Kiedy słucham takich albumów, nachodzi mnie myśl: "A może lepiej było dalej budować maszyny do dojenia krów w Irlandii?". Opisanie słowami tego, co dzieje się na "Ufonaut" to dramat. Można by krótko - post-black metal, ale przecież to nie to samo, co Alcest czy Altar of Plagues. Sludge, djent, progressive... Do jutra rzucałbym etykietami i nigdy bym nie trafił w sedno. Na pewno jedno z najbardziej zaskakujących metalowych wydawnictw tego roku w skali światowej.
Evvolves - "Mosses"
Wreszcie mamy w Polsce naprawdę solidny zespół poruszający się między shoegaze'owym szumem a dream popową delikatnością. Niewiele się tu wprawdzie zmieniło w stosunku do wcześniejszego albumu Evvolves, ale kto chciałby zmian przy tak wysokim poziomie? Nie wiem, jakim cudem nie grają jeszcze na największych festiwalach w tym kraju, ale nie będzie zaskoczeniem, jeżeli zmieni się to w 2017 roku.

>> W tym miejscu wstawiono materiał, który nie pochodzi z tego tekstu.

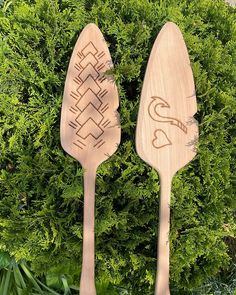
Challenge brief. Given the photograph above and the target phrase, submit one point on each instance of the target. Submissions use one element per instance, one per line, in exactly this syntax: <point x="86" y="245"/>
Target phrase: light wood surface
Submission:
<point x="90" y="130"/>
<point x="167" y="133"/>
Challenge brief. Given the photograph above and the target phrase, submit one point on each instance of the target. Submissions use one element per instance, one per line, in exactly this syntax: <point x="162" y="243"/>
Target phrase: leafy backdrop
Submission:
<point x="41" y="194"/>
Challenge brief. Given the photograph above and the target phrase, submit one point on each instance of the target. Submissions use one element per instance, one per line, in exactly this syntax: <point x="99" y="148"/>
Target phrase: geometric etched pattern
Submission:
<point x="88" y="107"/>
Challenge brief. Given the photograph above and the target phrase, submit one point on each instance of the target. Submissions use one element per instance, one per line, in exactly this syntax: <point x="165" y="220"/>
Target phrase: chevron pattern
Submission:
<point x="88" y="108"/>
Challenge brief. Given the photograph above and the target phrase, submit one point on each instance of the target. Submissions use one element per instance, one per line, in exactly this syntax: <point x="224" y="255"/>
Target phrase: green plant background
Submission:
<point x="41" y="193"/>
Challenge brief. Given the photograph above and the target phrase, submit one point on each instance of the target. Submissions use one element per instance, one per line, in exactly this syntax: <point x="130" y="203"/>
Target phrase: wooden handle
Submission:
<point x="87" y="281"/>
<point x="162" y="276"/>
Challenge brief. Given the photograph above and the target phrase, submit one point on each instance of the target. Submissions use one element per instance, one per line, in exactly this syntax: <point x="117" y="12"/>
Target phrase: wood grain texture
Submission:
<point x="167" y="133"/>
<point x="90" y="130"/>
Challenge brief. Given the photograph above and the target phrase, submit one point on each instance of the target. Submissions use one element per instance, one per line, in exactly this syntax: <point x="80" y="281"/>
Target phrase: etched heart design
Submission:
<point x="160" y="139"/>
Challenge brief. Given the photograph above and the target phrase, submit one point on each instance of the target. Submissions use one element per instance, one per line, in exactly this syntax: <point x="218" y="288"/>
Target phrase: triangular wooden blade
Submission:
<point x="166" y="131"/>
<point x="90" y="129"/>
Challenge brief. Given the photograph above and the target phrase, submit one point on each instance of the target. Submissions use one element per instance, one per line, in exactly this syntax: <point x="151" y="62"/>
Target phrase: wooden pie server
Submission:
<point x="166" y="132"/>
<point x="90" y="130"/>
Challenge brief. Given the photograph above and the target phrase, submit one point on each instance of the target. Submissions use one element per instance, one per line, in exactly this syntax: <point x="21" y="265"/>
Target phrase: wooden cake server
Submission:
<point x="166" y="132"/>
<point x="90" y="130"/>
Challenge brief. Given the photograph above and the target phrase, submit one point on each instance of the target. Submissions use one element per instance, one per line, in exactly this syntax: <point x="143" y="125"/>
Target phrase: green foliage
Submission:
<point x="41" y="195"/>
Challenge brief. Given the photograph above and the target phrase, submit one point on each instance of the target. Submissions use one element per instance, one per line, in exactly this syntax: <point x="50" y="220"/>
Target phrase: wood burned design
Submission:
<point x="160" y="139"/>
<point x="88" y="108"/>
<point x="154" y="110"/>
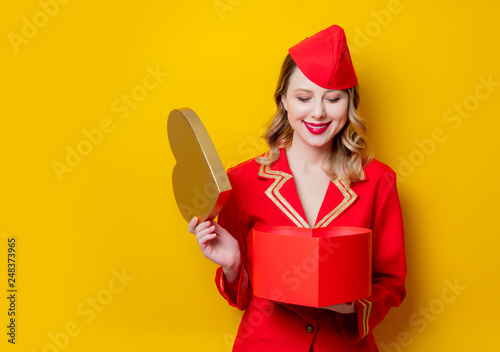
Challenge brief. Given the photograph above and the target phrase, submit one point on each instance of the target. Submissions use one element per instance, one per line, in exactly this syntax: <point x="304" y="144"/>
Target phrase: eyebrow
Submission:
<point x="310" y="91"/>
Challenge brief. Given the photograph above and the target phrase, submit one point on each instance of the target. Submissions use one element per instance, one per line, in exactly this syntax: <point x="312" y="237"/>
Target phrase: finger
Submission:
<point x="192" y="225"/>
<point x="218" y="228"/>
<point x="207" y="237"/>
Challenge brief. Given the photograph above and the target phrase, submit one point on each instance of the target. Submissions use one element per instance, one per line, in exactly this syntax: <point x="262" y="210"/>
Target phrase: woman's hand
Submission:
<point x="217" y="245"/>
<point x="344" y="308"/>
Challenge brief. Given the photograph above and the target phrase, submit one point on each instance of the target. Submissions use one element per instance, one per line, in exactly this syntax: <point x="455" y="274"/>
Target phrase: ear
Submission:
<point x="283" y="100"/>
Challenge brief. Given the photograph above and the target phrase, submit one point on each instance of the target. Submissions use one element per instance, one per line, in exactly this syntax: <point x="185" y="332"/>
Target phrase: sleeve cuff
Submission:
<point x="242" y="291"/>
<point x="355" y="326"/>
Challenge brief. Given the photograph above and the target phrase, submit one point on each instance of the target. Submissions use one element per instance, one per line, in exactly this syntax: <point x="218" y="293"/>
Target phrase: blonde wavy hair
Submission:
<point x="349" y="151"/>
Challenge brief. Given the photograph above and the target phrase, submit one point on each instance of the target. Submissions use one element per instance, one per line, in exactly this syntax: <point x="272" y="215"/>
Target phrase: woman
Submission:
<point x="316" y="174"/>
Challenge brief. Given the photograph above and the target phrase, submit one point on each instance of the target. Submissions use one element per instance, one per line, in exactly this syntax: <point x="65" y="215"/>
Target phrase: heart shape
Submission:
<point x="201" y="186"/>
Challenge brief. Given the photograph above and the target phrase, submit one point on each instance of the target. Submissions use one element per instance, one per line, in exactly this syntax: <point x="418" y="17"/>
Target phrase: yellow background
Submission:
<point x="115" y="211"/>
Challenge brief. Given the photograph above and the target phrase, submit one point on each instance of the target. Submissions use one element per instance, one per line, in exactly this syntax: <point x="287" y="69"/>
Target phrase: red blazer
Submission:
<point x="266" y="195"/>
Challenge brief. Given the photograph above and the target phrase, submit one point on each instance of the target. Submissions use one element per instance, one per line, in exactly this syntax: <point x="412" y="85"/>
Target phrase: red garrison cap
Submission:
<point x="324" y="58"/>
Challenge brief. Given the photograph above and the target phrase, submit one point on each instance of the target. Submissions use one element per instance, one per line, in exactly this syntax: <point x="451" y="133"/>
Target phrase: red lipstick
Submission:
<point x="316" y="128"/>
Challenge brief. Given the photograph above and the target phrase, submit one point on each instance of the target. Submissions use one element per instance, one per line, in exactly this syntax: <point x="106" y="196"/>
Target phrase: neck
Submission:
<point x="307" y="156"/>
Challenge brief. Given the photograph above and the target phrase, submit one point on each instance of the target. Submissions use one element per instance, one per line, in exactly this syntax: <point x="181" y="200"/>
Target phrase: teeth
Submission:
<point x="317" y="128"/>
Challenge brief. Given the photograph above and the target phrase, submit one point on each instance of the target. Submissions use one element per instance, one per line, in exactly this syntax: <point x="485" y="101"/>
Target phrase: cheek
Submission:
<point x="338" y="112"/>
<point x="297" y="110"/>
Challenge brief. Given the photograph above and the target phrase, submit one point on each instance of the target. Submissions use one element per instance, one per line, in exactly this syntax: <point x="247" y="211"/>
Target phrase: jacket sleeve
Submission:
<point x="388" y="265"/>
<point x="230" y="219"/>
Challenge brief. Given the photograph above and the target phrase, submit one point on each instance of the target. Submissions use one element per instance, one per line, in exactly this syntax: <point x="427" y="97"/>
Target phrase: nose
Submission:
<point x="318" y="109"/>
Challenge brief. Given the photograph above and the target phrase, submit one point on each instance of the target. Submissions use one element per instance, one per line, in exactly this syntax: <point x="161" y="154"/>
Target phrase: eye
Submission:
<point x="334" y="100"/>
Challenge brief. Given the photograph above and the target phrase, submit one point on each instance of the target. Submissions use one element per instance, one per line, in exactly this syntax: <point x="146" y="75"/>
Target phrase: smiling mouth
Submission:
<point x="317" y="128"/>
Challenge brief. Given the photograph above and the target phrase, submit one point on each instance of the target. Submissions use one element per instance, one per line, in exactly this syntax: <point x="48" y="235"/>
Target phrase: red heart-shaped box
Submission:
<point x="310" y="267"/>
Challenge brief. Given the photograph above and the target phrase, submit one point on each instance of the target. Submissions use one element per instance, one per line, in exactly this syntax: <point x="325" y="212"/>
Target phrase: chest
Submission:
<point x="311" y="190"/>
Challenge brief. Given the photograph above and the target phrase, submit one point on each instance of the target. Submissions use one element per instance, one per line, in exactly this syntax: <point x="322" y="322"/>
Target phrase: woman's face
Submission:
<point x="316" y="114"/>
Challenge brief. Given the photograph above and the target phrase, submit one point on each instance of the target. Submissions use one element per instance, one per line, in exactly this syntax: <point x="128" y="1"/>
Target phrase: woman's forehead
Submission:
<point x="299" y="82"/>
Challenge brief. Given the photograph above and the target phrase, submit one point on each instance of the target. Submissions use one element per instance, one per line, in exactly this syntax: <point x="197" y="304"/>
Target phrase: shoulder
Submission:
<point x="245" y="171"/>
<point x="378" y="171"/>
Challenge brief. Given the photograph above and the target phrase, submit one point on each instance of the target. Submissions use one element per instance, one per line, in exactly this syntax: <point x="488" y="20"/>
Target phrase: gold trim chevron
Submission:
<point x="273" y="192"/>
<point x="367" y="307"/>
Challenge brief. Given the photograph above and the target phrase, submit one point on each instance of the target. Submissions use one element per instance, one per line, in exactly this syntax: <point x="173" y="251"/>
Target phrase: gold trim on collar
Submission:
<point x="273" y="192"/>
<point x="349" y="197"/>
<point x="277" y="198"/>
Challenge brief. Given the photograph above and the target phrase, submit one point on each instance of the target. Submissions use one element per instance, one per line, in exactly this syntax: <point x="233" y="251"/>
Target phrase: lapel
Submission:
<point x="282" y="192"/>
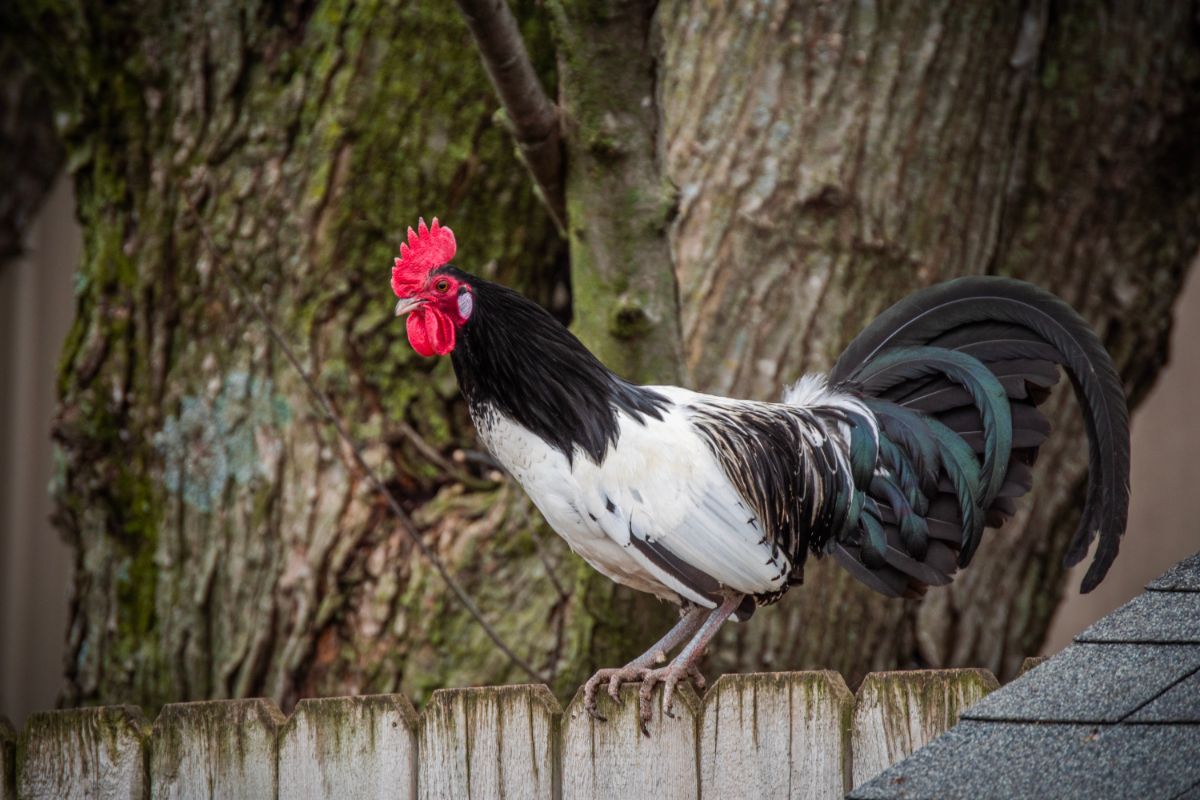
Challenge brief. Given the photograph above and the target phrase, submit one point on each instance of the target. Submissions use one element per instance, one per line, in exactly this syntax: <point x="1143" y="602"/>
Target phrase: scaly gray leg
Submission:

Fertile Hump - "Dead Heart"
Z całym szacunkiem, ale polski blues... Zresztą nie, po co te fałszywe grzeczności? Poza Breakoutem nie trawię polskiego bluesa, a zwłaszcza gdy pomyślę o amerykańskich gigantach pokroju Lead Belly'ego czy Blind Williego McTella. Fertile Hump obraca się jednak w blues-rockowych rewirach, które nie zdradzają pochodzenia muzyków (to niestety komplement), a ich "Dead Heart"potrafi przesiedzieć w odtwarzaczu wiele godzin.
The Flash! - "Siła"
Część materiału z tego albumu ukazała się wcześniej, na EPce z 2014 roku, ale warto do niego powrócić, bo to wciąż jedna z najlepszych rzeczy, jakie wydarzyły się rodzimemu jazzowi w ostatnich latach. The Flash! to free jazzowa bomba atomowa utrzymana w duchu projektów Matsa Gustafssona, która rzuca wyzwanie każdemu, kto przywykł do słuchania jazzowych koncertów na siedząco.
Furia - "Księżyc Milczy Luty"
W niezliczonych podsumowaniach nowa Furia została albumem roku 2016 albo przynajmniej trafiła na podium i ja się z tym kłócić nie będę. Jestem ich oddanym fanem od czasu "Grudnia Za Grudniem" (to już siódmy grudzień od tego czasu!) i w najśmielszych fantazjach nie pomyślałbym, że zajdą tak daleko poza metalowy światek.
Ghosts Of Breslau - "Man With The Green Gloves"
Projekt Patryka Balawendera poznałem jeszcze w czasach, gdy opowiadał przede wszystkim o wyniszczonym wojną Wrocławiu. Później zniknął na kilka lat, a po powrocie w 2013 roku skłonił się ku jeszcze bardziej wyciszającym, ambientowym brzmieniom. "Man With The Green Gloves" to tylko dwa utwory, lecz jednocześnie niemal czterdziestominutowa medytacja.
Government Flu - "Vile Life"
W hardcore punkowych kręgach zespół-pomnik, którego wielu wręcz wyznaje, ale na szczęście za kultem nie kryje się kilku kolesi ze smykałką do robienia biznesu na niby niezależnej muzyce. Government Flu stoją ramię w ramię z opiniami o nich, a "Vile Life" stanowi tego najlepszy dowód.
Henry David's Gun - "Over The Fence... And Far Away"
Jeżeli wydawcą jest Borówka Music, to na albumie muszą znaleźć się elementy folku, ale istotniejsze jest to, że jeżeli wydawcą jest Borówka Music, to nie usłyszymy folku banalnego, wtórnego i nudnego. Przesadą byłoby uznanie Henry David's Gun za zespół wyjątkowo oryginalny, ale jest w ich muzyce coś, co nie pozwala się z nią prędko rozstać.
Hubert Zemler - "Pupation Of Dissonance"
Historia muzyki perkusyjnej w pigułce i chociaż dla bardzo wielu będzie to pigułka nie do przełknięcia, mnie natychmiast oczarował ten dziwny, ambitny pomysł wykorzystania niemal wyłącznie bębnów do nagrania pięćdziesięciominutowego albumu. Zemler wyraźnie jest tutaj pedagogiem, który swoją wirtuozerią zmusza słuchaczy do poznania bardzo wąskiego zagadnienia w dziejach muzyki i choć może to brzmieć elitarnie, w rzeczywistości jest niezwykłą, odkrywczą przygodą.
Huta Plastiku - "Bezlubie"
Zimna fala wciąż wysoka nad Bałtykiem, a warszawska Huta Plastiku to jej kolejny godny uwagi przedstawiciel. To zaskakujące, że od kilku dekad przerabiamy ten dosyć prosty gatunek, a jednak wciąż powstają zespoły, które nie brzmią jak swoi poprzednicy. Jest tu kilka przebojowych momentów ("Idę"), są także rytmy bliskie punk rockowi ("Na Bezlubie"), ale nad całością unosi się duch ponurego, depresyjnego grania.